In gram-negative bacteria, the cell wall is made up of an outer membrane and several layers of peptidoglycan. The outer membrane is composed of lipoproteins, phospholipids, and LPS. The peptidoglycan stays intact to lipoproteins of the outer membrane that is located in the fluid-like periplasm between the plasma membrane and the outer membrane. The periplasm is contained with proteins and degrading enzymes which assist in transporting molecules.

The cell walls of the gram-negative bacteria unlike the gram-positive lacks the teichoic acid. Due to the presence of porins, the outer membrane is permeable to nutrition, water, food, iron, etc.

Gram Staining

This technique was proposed by Christian Gram to distinguish the two types of bacteria based on the difference in their cell wall structures. The gram-positive bacteria retain the crystal violet dye because of a thick layer of peptidoglycan.

This process distinguishes bacteria by identifying peptidoglycan that is found in the cell wall of the gram-positive bacteria. A very small layer of peptidoglycan is dissolved in gram-negative bacteria when alcohol is added.

Here, let us explore more about the difference between Gram-positive and Gram-negative bacteria.

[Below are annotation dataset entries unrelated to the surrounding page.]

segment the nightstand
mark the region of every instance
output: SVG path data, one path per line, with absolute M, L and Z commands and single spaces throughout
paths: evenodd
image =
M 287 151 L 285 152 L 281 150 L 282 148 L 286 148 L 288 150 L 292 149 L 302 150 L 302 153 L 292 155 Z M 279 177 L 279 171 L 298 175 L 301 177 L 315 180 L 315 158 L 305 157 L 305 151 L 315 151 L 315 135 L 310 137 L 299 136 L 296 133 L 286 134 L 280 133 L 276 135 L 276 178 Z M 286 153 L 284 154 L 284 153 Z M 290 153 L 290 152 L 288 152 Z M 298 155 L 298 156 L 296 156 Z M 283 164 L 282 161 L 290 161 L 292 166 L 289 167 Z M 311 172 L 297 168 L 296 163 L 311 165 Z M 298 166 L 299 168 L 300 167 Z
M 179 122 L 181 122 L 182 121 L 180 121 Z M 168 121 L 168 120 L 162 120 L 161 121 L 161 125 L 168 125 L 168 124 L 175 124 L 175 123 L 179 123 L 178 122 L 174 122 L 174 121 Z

Difference between Gram-Positive and Gram-Negative Bacteria

Gram-positive and Gram-negative Bacteria

Difference between Gram-Positive and Gram-Negative Bacteria

Gram-Positive bacteria Gram-Negative bacteria
Cell Wall Their cell wall is smooth and single-layered They have a wavy and double-layered cell-wall
Cell Wall thickness The thickness of the cell wall is 20 to 80 nanometres The thickness of the cell wall is 8 to 10 nanometres
Peptidoglycan Layer It is a thick layer It is a thin layer
Teichoic acids Presence of teichoic acids Absence of teichoic acids
Outer membrane The outer membrane is absent The outer membrane is present
Porins Absent Occurs in Outer Membrane
Mesosome It is more prominent. It is less prominent.
Morphology Cocci or spore-forming rods Non-spore forming rods.
Flagella Structure 2 rings in basal body 4 rings in basal body
Lipid content Very low 20 to 30%
Lipopolysaccharide Absent Present
Toxin Produced Exotoxins Endotoxins or Exotoxins
Resistance to Antibiotic More susceptible More resistant
Examples- Staphylococcus, Streptococcus, etc. Escherichia, Salmonella, etc.
Gram staining characteristics

These bacteria retain the crystal violet colour even after they are washed with acetone or alcohol and appear as purple-coloured when examined under the microscope after gram staining.

These bacteria do not retain the stain colour even after they are washed with acetone or alcohol and appear as pink-coloured when examined under the microscope after gram staining.

For more information on the difference between gram-positive and gram-negative bacteria, keep visiting BYJU’S website or download BYJU’S app for further reference.

Further Reading:

Frequently Asked Questions

Give a few examples of gram-positive bacteria.

Gram-positive bacteria include the bacteria of genre Staphylococcus, Streptococcus, Enterococcus. These bacteria are the most common cause of clinical infections.

Which is more harmful- gram-positive bacteria or gram-negative bacteria?

Gram-negative bacteria are more harmful and cause certain diseases. Their outer membranes are hidden by a slime layer that hides the antigens present in the cell.

Is it easier to kill gram-positive bacteria?

The cell wall of the gram-positive bacteria absorbs antibiotics and cleaning products. Because of the outer peptidoglycan layer, they are easier to kill. Gram-negative bacteria cannot be killed easily.

What infections are caused by gram-positive bacteria?

Gram-positive bacteria are an important cause of Urinary Tract Infections. These are caused commonly in people who are more prone to urinary tract infections or are elderly or pregnant.

Which infections are caused by gram-negative bacteria?

The gram-negative bacteria causes infections such as pneumonia, bloodstream infections, wound infections and meningitis. The infections are caused by Acinetobacter, Pseudomonas aeruginosa and E.coli.